Interesting times

Interesting times

‘May you live in interesting times’

This phrase, often repeated, is supposedly a translation of an ancient Chinese curse (although there is no actual record that is so, according to the research I did). Its meaning is ambivalent. If it’s apparently attractive to live in interesting times, it’s also expected to be more difficult, at least compared to less troubled times. An interesting time for some may not be so for everyone. And usually it’s not.

At my age, in the midst of thousands of doubts and questions that fill my head, and without making major futurology, I know several things: I know I'm not going to win the Pritzker Prize1, that I have even less chance of winning the lottery and that I won't solve the problems of the world or, decisively and completely, change it for the better. I know that when I'm dead (hopefully many years from now) the trace of my passage through the world will fade until some day no one remembers me, not even the descendants of my descendants.

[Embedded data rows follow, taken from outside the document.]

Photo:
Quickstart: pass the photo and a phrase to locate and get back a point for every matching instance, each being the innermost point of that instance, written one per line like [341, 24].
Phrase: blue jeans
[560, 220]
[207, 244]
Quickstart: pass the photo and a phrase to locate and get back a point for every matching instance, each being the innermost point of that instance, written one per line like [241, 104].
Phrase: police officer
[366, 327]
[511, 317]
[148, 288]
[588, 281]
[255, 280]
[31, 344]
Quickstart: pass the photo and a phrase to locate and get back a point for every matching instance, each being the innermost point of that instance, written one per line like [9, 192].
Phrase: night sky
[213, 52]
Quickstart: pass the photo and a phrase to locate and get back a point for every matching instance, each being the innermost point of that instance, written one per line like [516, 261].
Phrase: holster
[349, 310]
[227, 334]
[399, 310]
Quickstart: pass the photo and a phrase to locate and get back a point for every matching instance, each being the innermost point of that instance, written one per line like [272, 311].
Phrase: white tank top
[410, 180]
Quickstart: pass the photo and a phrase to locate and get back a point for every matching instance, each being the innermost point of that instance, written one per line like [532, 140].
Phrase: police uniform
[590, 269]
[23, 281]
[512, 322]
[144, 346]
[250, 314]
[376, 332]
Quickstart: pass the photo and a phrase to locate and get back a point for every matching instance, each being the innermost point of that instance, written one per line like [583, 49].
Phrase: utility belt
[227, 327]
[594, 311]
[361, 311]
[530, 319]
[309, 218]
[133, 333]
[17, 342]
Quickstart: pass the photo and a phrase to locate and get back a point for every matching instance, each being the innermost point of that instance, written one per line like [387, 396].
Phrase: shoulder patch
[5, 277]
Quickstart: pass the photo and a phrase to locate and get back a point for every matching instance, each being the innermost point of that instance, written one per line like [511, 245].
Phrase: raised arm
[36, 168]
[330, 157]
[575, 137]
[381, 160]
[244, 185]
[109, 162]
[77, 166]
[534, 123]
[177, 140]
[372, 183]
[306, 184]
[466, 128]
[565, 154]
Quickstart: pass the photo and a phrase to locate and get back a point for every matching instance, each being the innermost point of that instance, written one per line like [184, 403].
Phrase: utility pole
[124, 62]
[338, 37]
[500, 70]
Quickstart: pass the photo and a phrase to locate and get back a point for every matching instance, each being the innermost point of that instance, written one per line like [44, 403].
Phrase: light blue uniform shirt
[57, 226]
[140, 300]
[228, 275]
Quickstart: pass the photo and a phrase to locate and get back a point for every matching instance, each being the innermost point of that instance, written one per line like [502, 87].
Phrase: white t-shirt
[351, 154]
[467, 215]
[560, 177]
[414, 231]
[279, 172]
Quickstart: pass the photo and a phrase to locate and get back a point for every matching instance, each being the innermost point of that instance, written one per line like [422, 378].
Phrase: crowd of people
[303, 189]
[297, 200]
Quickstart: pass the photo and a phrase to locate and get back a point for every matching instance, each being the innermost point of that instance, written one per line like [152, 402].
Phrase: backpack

But I also know that while I'm here, I can influence and even change the lives of some people, obviously apart from those that are close to me. It’s in my power to inspire and improve the lives of people who enjoy what I do best – to think and change the space in which they live. That's what I do for a living and that's how I would like to end my days. An architect does not reform. Partly because, with few exceptions, he doesn’t earn enough money to do so, partly because that’s what he likes to do and can’t imagine doing anything else. And also because it is a profession on which one gains with age. One gains experience, consistency and maturity. One can lose physical freshness, wit and fail to be always on the cutting edge, but our works gain depth and thickness and have certainly fewer mistakes.

In architecture, while there is clear thinking, age is an asset. Much of the most acclaimed architectural production of my most famous colleagues is from a time when they had already entered the so-called maturity. And there are examples like Brazilian Oscar Niemeyer that, with 102 years, continues to exercise the profession.

We are probably living the more complicated economic crisis that those of us who are in working age have ever known. We have studied the great crises in history that our country and even the world had, but have no notion of what is to live them. They seem us to be remote events, always evaluated by a distanced perspective, either by time or space.

Architecture, like many other activities, is suffering with these hard times. Orders declined, customers are retracted, the credit which they usually use dramatically complicated, own home buying almost stagnated and we await decisions to move forward with projects that were already seemingly guaranteed.

I think there are some keywords that we should keep in mind to survive these times: flexibility, persistence, imagination, determination and hope.

Adaptability because we can’t continue to think like we have done until now. We have to look for the opportunities that exist and are necessarily different from what we have known. With the changes that new technologies have brought to the way we live, work and communicate, much of what we were taught or take for granted is obsolete. We must adapt to the new reality, look for our space, find our audience. Also because there is evidence that in times of great crisis there are always great opportunities. The problem is "only" to find them.

Persistence because the path is not easy and not without disappointments. We can't let a timely disappointment to become a permanent failure.

Imagination to the extent we must seek inspired, different solutions to counter the adversity. In everyday life or in the projects we do, we actually must able to make more with less.

Determination because in addition to being persistent we have to define goals and fight hard to get to their achievement. Making the impossible possible and try to get our dreams materialized. And be prepared to work, work, work.

Hope because we must realize that what we experience is necessarily transitory. Portugal has almost 900 years of existence and survived to much worse crisis, after all. And yet here we are after so many problems. And because if we lose hope, the ability to dream, everything becomes more difficult, dark and painful. And boring.

Because, for better or for worse, we actually live in interesting times.

Note 1: The Pritzker Prize is the most important award that an architect can aspire, often called "the Nobel of architecture." It has been attributed to the Portuguese architects Alvaro Siza Vieira (1992) and Eduardo Souto de Moura (2011).